Although consumers are using plastic for more of their daily purchases, they are giving card issuers fits by juggling their debts more shrewdly. When cardholders are hit with high interest rates on one card, they routinely transfer balances to new cards at lower rates. And in recent years, as real-estate values soared and mortgage rates fell sharply, more consumers wiped out credit-card debts altogether by borrowing against their homes.
It's good to see that consumers are beating down their credit card debts. We have more helpful information at Truthaboutcredit.org. For many, if not most, consumers, of course, turning unsecured credit card debt into debt secured by the risk of losing their homes is a bad idea. This piece from a credit union explains the issues and alternative ways to pay down excessive credit card debt.

Although it was not reported widely, on Tuesday, Senate Banking Committee Chairman Richard Shelby asked Fed Chairman Ben Bernanke whether we needed better laws to tell consumers how much credit card debt they are ratcheting up and how long it will take (in months and years, and for some, in eras and eons) to pay it off when they only make the minimum payment. Kudos to Chairman Shelby. From CFO Magazine:

Bernanke, who told senators that the Fed is reexamining the Federal Deposit Insurance Corp.'s consumer-protection rule, Regulation Z, to see that lending fees and terms are fairly represented, was pressed on this point by committee chairman Richard Shelby (R-Ala.).

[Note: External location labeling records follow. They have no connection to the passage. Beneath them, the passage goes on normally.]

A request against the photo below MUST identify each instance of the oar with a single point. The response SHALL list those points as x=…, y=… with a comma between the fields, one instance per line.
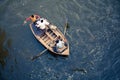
x=66, y=26
x=38, y=55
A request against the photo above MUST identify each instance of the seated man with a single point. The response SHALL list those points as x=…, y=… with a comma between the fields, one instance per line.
x=42, y=23
x=59, y=45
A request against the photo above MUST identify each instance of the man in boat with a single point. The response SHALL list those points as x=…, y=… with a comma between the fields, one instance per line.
x=42, y=23
x=33, y=18
x=59, y=44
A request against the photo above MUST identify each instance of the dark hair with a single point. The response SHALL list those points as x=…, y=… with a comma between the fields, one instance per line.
x=57, y=41
x=32, y=16
x=41, y=21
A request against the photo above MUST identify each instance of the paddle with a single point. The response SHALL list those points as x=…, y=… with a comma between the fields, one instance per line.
x=66, y=26
x=38, y=55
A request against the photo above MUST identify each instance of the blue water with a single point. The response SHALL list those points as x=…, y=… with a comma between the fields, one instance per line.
x=93, y=35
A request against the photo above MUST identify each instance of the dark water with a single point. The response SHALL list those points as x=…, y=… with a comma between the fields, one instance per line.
x=94, y=36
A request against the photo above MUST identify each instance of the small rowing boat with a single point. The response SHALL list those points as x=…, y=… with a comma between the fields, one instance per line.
x=49, y=36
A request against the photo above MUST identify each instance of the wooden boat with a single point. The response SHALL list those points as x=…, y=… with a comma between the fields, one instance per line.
x=48, y=38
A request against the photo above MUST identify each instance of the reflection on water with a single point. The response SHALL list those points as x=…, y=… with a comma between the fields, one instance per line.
x=3, y=49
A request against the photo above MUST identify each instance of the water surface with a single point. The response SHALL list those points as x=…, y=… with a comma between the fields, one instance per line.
x=93, y=35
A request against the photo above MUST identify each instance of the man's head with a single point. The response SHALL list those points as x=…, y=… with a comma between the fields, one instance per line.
x=32, y=16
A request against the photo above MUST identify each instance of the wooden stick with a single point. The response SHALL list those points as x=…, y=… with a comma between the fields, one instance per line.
x=38, y=55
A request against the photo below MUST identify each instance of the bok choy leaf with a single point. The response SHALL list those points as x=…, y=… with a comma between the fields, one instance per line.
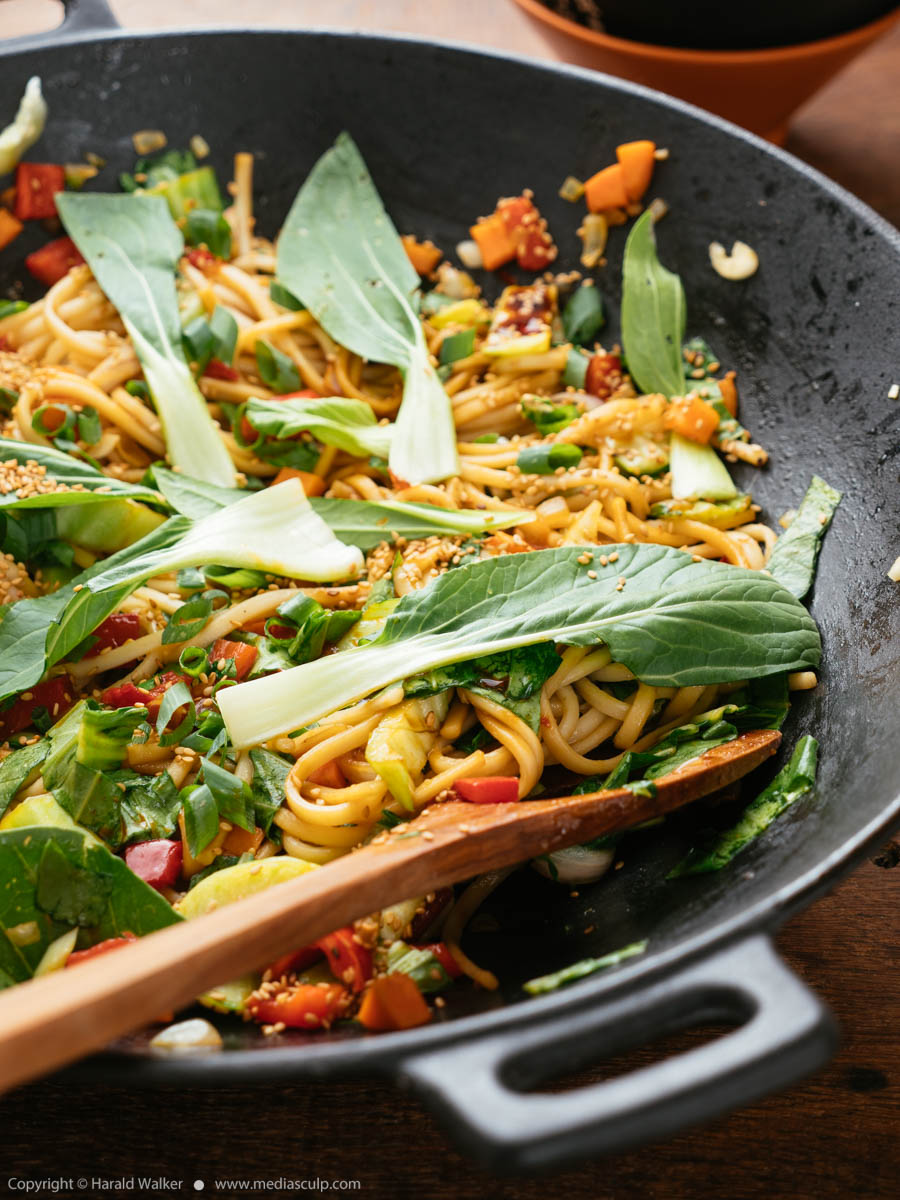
x=340, y=253
x=673, y=622
x=349, y=425
x=132, y=246
x=273, y=531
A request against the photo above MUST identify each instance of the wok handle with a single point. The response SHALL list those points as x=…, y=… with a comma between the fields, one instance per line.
x=479, y=1086
x=81, y=17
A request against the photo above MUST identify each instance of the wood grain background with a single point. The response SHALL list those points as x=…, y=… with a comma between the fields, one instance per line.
x=831, y=1138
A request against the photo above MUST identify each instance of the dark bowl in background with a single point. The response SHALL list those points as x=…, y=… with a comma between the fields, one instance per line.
x=713, y=25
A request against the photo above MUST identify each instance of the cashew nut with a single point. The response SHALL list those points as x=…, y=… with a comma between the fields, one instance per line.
x=739, y=264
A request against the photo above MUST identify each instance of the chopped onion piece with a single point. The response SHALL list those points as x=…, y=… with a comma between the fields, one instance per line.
x=469, y=255
x=575, y=864
x=187, y=1037
x=149, y=141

Shelby asked whether the Fed could compel credit-card issuers to include a warning on statements about how long debt would linger if only the minimum payment were made, "Or is legislation necessary?"
Several PIRG-backed bills (S.393-Akaka, D-HI and S.499-Dodd-D-CT) to replace a pending industry-approved generic disclosure with a customized specific disclosure on each consumer's monthly bill are languishing in Shelby's committee, which unfortunately contains a majority of members who usually back the banks. Previous blogs here and here have more info.

After that Senate hearing, a TV news talk show scheduled me to debate a banker on the issue. They called back the next day to cancel. Reason: Even though Washington is awash in financial industry lobbyists and their sundry PR flacks, no banker wanted to talk about excessive credit card debt or deceptive credit card practices. Imagine that.